Wall Street’s main indexes fell on Tuesday, with investors fretting about the possibility of a recession as central banks across the world take aggressive actions to stem a surge in inflation.
U.S. stocks have been under relentless selling pressure this year, with the benchmark S&P 500 index recording its steepest first-half percentage drop since 1970, as the Federal Reserve moves away from easy-money policy by raising borrowing costs.
Investors are now waiting for minutes from the Fed’s meeting in June on Wednesday as they brace for another 75 basis point hike at the end of the month.
Traders are also keeping a watch on economic data and company commentaries for signs of peaking inflation and cooling economic growth, as regular trading commenced after a long weekend and with the earnings season just weeks away.

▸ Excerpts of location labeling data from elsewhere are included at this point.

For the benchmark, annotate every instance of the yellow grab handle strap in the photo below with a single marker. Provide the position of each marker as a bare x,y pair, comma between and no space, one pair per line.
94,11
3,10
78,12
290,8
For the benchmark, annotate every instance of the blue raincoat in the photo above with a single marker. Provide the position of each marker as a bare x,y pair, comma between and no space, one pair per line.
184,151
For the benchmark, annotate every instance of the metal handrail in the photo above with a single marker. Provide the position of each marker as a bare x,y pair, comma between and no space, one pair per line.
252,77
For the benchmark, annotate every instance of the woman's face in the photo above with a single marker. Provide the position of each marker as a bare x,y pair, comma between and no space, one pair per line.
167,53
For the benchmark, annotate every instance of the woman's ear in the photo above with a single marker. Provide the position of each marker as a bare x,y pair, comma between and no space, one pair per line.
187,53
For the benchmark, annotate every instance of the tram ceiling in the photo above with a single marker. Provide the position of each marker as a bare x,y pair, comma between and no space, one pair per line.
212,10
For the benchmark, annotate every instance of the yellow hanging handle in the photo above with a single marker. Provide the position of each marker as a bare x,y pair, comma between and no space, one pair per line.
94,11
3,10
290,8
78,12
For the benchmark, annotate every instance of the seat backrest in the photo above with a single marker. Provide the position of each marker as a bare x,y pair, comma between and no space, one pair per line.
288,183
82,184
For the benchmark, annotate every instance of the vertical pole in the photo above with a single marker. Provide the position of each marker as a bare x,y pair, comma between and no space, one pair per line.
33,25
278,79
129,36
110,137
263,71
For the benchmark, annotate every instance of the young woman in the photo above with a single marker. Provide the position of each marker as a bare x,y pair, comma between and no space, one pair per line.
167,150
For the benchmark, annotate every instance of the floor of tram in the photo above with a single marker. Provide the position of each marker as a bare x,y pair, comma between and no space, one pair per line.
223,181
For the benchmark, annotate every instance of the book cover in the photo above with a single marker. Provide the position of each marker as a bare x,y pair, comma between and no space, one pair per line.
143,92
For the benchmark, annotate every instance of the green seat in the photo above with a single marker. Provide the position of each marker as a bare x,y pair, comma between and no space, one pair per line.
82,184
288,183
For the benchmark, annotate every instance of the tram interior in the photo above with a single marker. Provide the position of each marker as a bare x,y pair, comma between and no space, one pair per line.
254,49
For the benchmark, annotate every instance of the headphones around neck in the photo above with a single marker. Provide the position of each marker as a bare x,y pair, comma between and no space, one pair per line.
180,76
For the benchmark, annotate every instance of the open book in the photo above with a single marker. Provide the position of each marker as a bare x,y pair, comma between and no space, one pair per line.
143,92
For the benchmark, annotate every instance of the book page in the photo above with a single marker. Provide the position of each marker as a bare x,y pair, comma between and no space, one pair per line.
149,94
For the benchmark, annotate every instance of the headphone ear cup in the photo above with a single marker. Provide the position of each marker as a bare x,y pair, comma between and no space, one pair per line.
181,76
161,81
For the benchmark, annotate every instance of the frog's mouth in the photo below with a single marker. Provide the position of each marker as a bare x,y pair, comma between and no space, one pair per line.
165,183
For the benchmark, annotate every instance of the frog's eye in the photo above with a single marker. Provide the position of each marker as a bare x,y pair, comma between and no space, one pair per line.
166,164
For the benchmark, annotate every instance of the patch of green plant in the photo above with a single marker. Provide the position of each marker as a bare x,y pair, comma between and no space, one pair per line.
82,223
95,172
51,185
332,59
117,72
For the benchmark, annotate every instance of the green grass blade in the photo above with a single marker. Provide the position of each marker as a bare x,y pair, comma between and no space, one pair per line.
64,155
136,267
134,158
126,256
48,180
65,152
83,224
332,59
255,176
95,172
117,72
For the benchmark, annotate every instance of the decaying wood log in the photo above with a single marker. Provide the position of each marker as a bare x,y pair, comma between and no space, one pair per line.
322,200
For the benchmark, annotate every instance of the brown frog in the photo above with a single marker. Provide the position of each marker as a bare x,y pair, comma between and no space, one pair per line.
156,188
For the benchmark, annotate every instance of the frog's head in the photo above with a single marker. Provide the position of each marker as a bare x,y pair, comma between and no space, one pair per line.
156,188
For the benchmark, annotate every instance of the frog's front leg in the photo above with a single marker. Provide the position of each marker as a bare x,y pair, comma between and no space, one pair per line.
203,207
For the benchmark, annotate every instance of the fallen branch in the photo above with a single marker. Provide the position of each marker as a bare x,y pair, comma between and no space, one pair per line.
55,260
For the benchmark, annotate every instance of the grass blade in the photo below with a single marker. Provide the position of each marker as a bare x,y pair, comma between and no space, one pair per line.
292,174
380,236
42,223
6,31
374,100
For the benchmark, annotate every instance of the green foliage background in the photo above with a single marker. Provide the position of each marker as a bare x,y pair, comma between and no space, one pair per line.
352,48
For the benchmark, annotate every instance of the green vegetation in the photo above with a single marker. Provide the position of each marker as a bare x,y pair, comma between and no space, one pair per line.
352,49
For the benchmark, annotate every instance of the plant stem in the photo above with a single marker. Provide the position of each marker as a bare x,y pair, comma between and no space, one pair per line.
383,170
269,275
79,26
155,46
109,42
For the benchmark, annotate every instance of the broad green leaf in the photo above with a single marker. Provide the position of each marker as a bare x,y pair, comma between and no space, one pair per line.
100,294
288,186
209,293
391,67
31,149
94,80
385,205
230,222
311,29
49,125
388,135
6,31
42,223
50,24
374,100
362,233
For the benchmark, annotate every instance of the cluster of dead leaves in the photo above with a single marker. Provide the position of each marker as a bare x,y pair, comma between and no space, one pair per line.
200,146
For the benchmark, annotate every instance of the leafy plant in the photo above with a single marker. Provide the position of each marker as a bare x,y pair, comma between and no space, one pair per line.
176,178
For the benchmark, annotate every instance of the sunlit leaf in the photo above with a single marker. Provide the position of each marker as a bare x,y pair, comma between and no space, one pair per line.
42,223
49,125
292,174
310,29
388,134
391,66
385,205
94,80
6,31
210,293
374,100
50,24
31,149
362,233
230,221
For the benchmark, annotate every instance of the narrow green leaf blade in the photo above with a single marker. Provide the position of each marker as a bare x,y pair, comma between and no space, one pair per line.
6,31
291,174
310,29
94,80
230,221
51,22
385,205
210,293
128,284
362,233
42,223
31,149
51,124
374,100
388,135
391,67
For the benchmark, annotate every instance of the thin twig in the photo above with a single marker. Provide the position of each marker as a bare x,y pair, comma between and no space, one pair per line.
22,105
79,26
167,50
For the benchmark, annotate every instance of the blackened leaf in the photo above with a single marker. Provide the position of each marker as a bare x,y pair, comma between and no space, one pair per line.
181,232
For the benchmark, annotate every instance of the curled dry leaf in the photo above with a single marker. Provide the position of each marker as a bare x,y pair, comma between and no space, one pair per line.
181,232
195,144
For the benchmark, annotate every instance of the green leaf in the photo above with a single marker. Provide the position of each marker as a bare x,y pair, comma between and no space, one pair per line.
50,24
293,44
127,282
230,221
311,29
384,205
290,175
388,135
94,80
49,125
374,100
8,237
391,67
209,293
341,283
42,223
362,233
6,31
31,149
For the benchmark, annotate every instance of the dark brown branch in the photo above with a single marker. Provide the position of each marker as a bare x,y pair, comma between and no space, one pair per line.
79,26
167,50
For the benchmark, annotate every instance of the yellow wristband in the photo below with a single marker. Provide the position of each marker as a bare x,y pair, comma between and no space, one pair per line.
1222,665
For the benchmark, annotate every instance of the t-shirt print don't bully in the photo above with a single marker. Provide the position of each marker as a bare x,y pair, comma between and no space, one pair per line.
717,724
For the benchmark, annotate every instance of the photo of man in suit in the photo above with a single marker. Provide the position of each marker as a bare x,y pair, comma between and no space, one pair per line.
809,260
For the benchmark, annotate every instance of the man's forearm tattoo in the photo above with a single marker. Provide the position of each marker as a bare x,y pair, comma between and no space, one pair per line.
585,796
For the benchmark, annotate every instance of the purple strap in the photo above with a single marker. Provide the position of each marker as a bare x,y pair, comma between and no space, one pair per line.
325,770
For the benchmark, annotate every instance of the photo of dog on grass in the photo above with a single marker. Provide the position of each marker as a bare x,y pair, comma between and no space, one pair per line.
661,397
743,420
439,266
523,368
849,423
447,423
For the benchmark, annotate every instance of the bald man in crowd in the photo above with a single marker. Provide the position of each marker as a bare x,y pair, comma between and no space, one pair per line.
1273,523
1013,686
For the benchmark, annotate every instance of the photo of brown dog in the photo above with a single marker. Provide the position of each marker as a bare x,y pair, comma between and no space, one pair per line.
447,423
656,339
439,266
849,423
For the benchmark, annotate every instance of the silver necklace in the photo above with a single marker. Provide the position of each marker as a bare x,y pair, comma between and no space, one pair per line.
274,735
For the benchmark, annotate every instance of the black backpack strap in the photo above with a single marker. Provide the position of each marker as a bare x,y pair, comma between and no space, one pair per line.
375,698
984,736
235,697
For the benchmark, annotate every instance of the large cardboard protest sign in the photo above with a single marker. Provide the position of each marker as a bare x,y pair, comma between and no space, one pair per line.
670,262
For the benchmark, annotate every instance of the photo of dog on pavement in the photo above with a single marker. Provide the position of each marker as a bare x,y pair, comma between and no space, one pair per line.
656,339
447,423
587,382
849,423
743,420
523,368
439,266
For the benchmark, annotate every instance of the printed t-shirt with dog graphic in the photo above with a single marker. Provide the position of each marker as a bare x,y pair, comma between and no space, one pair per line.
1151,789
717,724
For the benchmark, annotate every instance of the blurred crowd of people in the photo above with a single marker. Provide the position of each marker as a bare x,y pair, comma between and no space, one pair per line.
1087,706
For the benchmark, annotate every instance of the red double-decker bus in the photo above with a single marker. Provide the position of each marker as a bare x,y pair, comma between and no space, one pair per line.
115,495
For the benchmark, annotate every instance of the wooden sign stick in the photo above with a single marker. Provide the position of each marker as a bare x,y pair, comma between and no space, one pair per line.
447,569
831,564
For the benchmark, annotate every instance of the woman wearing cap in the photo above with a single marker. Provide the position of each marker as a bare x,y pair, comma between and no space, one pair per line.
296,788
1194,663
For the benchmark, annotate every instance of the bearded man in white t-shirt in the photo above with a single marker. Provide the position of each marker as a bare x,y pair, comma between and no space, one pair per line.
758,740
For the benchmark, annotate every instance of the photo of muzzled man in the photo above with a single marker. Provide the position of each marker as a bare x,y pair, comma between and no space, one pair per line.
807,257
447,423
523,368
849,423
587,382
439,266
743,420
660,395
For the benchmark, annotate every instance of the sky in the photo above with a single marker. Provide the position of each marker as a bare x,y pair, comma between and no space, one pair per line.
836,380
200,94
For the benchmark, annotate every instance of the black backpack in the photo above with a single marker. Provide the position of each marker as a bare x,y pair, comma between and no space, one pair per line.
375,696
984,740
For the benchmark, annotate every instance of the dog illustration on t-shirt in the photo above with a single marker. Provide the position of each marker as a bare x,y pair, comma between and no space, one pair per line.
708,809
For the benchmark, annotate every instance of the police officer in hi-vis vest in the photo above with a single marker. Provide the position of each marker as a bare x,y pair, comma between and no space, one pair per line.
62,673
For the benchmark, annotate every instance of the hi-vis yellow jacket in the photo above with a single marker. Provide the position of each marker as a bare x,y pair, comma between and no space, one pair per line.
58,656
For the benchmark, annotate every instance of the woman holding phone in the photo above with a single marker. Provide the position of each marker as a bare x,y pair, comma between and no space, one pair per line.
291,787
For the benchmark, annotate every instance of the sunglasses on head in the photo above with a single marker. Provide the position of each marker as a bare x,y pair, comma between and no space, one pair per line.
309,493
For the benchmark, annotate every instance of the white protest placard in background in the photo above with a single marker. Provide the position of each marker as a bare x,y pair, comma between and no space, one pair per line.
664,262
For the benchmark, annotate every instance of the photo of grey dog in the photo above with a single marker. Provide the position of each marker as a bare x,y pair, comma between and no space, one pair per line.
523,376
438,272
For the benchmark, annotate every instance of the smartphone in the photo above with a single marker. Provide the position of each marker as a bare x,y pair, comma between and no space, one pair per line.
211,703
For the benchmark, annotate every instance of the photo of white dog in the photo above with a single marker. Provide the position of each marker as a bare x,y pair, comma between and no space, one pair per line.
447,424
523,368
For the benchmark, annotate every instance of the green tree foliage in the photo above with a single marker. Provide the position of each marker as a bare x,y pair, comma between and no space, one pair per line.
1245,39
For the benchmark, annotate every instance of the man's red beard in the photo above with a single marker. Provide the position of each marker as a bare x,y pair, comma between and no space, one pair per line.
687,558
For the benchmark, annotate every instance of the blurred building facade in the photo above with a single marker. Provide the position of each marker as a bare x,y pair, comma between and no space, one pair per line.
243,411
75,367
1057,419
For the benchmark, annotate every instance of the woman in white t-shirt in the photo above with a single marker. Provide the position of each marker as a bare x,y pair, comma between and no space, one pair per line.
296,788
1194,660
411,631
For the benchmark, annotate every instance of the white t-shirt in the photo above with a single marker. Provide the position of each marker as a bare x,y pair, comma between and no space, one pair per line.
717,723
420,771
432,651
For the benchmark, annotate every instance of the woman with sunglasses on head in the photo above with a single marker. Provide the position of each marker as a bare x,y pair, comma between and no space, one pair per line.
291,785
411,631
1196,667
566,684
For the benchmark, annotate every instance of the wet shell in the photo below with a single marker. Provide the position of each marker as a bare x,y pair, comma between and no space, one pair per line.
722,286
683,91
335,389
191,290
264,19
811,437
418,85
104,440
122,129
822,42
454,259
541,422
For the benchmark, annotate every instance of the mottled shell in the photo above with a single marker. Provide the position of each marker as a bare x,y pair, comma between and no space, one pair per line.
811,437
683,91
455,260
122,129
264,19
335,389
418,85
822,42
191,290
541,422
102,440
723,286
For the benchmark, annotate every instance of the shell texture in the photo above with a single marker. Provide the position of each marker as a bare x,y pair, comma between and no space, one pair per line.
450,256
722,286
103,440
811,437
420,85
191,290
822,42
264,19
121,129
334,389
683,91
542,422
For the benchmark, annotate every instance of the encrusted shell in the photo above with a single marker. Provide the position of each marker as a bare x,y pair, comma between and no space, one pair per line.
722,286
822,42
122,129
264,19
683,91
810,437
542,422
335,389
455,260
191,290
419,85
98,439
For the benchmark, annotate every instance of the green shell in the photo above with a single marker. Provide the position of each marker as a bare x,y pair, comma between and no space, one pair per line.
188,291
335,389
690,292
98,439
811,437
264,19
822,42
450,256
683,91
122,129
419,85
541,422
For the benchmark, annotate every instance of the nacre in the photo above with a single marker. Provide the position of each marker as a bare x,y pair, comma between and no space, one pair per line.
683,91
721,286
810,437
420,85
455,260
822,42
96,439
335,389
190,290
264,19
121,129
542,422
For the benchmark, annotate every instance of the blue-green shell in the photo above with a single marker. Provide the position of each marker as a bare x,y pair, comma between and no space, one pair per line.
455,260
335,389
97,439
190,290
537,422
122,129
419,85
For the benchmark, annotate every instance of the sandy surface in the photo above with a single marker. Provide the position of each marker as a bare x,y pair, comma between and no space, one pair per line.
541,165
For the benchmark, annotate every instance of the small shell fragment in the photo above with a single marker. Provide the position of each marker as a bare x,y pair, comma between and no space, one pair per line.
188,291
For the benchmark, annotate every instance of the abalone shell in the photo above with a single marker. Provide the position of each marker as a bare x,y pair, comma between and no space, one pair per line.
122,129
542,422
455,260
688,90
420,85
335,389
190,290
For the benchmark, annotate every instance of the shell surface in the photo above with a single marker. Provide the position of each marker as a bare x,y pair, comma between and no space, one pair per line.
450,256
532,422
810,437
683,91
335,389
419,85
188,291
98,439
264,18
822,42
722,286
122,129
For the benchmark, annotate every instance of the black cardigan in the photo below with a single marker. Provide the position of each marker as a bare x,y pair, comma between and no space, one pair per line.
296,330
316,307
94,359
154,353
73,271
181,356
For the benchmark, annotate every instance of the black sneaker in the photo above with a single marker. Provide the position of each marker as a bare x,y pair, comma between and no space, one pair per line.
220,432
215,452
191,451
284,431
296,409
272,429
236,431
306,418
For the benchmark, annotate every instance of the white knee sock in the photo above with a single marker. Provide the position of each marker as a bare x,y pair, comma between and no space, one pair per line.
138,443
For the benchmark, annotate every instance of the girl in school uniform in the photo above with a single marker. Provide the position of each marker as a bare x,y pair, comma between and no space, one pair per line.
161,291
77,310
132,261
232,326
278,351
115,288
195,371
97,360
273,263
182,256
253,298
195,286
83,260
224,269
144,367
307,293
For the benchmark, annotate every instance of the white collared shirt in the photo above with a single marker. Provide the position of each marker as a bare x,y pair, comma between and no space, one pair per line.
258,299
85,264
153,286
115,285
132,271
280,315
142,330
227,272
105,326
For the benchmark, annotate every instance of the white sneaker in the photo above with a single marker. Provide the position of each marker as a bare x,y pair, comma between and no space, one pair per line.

“Recession concerns are dominating the market,” said Sam Stovall, chief investment strategist.
“The real question is if the economy is slowing, then by how much will second-quarter earnings or guidance disappoint. People are waiting until they get some news that could serve as a catalyst.”
Data showed new orders for U.S.-manufactured goods increased more than expected in May, showing demand for products remains strong even as the Fed seeks to cool the economy.
Separately, business growth across the euro zone slowed further in June and European natural gas prices surged again, reigniting worries of a recession in the bloc.
Benchmark U.S. Treasury yields tumbled on Tuesday and a key part of the yield curve inverted for the first time in three weeks as economic growth concerns dented risk appetite and increased demand for the safe haven U.S. debt.
Amazon.com, Microsoft Corp and Alphabet Inc – mega-cap growth stocks seen as sensitive to interest rates – fell between 0.9% and 1.6%.
At 09:45 a.m. ET, the Dow Jones Industrial Average was down 604.88 points, or 1.95%, at 30,492.38, the S&P 500 was down 75.15 points, or 1.96%, at 3,750.18 and the Nasdaq Composite was down 201.56 points, or 1.81%, at 10,926.29.
Shares of Tesla Inc fell 3.9% as the company’s second-quarter electric vehicle deliveries fell, compared with the previous quarter due to supply-chain challenges.
Shares of Warner Bros Discovery Inc dropped 3.6% after reports of the media and streaming firm’s unit, HBO Max, halting production of original shows in Europe.
Declining issues outnumbered advancers for a 6.76-to-1 ratio on the NYSE and for a 3.49-to-1 ratio on the Nasdaq. The S&P index recorded one new 52-week high and 47 new lows, while the Nasdaq recorded five new highs and 207 new lows.